Begitu kepulan debu yang menutupi pandangan Minotaur itu surut, seketikah itulah sang monster langsung berderap ke arah Jun dan Brithon sambil menghunuskan senjatanya. Brithon mengangkat tamengnya, berhasil menangkis lontaran tombak yang dilemparkan oleh makhluk setengah banteng itu.
Brithon lantas turut berlari menyongsong sang monster buas. Dengan pedang terhunus, pemuda itu berseru nyaring seolah tengah berada di medang perang sungguhan.
"Hei, Bodoh! Kenapa menyerangnya secara langsung seperti itu? Gunakan kekuatanmu, Bodoh!" seru Jun pada temannya.
Akan tetapi, Brithon tetap berlari seolah tak mendengar teriakan Jun. di tengah lapangan, pemuda itu akhirnya bertubrukan dengan Minotaur. Kapak makhluk itu berdentang keras menghantam perisai perunggu milik Brithon. Sementara satu tangannya terangkat memegang perisai, tangan lain Brithon mengayun untuk menebas bagian perut Minotaur. Sang monster berhasil menghindar ke samping.
Pertarungan seru terus berlangsung di antara keduanya, membuat Jun hanya bisa terdiam di ujung lain lapangan. Gada besinya tergenggam tak berguna, sementara Brithon sudah mulai melesatkan senjata-senjata lain dari pinggir lapangan dengan kemampuan telekinesisnya.
"Jun! Aku tangani monster ini! kau lanjutkan saja ke ruangan selanjutnya!" seru Brithon di tengah pertarungan.
Jun menimbang-nimbang sejenak. Tidak apa-apakah dia meninggalkan Brithon sendirian? Mereka sudah terpisah dengan Alex dan Lana, tetapi sekarang Brithon kembali menyarankan mereka untuk berpencar.

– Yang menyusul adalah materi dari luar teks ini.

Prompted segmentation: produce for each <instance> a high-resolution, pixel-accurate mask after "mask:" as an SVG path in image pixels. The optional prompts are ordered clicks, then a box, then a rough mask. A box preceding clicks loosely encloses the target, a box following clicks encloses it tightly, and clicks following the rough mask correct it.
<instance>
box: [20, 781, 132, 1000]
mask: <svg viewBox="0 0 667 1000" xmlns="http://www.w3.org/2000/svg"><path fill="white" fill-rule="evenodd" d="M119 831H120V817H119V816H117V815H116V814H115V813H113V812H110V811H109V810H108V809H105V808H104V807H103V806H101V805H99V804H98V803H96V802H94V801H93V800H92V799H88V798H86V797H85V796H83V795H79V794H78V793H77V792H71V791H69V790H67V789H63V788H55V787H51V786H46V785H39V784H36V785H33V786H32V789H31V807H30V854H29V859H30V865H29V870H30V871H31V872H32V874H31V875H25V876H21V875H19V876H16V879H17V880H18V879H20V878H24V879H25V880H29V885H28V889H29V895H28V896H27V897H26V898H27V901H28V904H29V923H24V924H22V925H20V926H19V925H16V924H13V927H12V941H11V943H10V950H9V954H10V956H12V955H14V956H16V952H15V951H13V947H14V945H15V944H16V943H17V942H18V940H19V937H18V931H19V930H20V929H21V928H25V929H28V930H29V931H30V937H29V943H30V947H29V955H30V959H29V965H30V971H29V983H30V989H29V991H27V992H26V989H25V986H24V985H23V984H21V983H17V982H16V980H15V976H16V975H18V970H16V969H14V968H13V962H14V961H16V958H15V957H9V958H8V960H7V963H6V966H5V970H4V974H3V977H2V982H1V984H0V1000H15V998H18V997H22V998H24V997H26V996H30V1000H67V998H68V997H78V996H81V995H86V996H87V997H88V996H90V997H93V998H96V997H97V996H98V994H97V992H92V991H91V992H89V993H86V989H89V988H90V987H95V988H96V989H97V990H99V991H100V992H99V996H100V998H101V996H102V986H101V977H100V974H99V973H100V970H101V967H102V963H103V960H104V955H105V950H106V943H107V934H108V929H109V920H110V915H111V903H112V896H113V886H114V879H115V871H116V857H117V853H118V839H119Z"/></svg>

"Aku akan menyusulmu! Kau harus cepat menemukan sumber energi penghalang itu sebelum terjadi sesuatu pada Alex dan Lana," lanjut Brithon lagi.
Benar kata Brithon. Meski Jun mempercayai kemampuan rekan-rekannya, tetapi tidak ada yang tahu rintangan apa yang tengah menghadang mereka saat ini. Satu-satunya jalan untuk menyelamatkan mereka adalah dengan menemukan sumber anomali energi yang menghalangi kemampuan Lana, lalu membiarkan gadis itu menemukan mereka dan keluar bersama-sama dari tempat ini dalam keadaan hidup.
"Baiklah! Kupercayakan ruangan ini padamu, Brithon! Aku menunggumu di ruangan selanjutnya!" seru Jun kemudian.
Brithon mengacungkan jempolnya dari jauh. Begitu Jun melesat pergi keluar dari lapangan, si ahli telekinesis itu lantas mengangkat tubuhnya melayang di tengah lapangan. Dengan cara itu, ia bisa lebih mudah menyerang sang Minotaur tanpa perlu membiarkan dirinya diserang secara langsung. Sebelumnya Brithon tidak bisa melakukan hal tersebut karena ada Jun di sana. Ia khawatir Minotaur itu mengubah arah serangannya dan menjadikan Jun sebagai target. Jun bukan tipe petarung, karena itulah Brithon meminta Jun untuk melanjutkan perjalanan lebih dulu sementara ia bisa menghabisi Minotaur dengan waktu singkat. Setelah itu ia bisa segera menyusul temannya tanpa perlu membuang waktu. Setidaknya begitulah rencana Brithon. Ia tidak tahu bahwa mungkin keputusannya tersebut membuat keduanya terpisah dalam waktu yang lebih lama dari perkiraan.
Hal terakhir yang dilihat Jun adalah Brithon yang melayang setinggi dua meter di atas tanah. Dari atas sana, Brithon mengendalikan puluhan senjata-senjata besi untuk menyerang Minotaur. Jun sendiri langsung masuk ke pintu seberang lapangan begitu selesai mendaki tribun penonton. Kegelapan kembali hadir menyelimutinya. Namun kali ini, ia dihadapkan pada sebuah persimpangan lorong dengan dua arah yang berbeda: kiri dan kanan.
Pemuda itu berniat kembali ke lapangan tarung untuk memberi tahu Brithon jalan mana yang akan dia pilih. Akan tetapi, pintu di belakangnya mendadak bergeser menutup dengan suara gesekan batu yang berat. Jun mencoba berlari sambil berteriak berharap Brithon bisa mendengarnya. Namun, semua sia-sia. Pintu itu sudah tertutup sempurna begitu Jun mencapai ujungnya, meninggalkan kepulan asap tebal yang membuatnya terbatuk-batuk.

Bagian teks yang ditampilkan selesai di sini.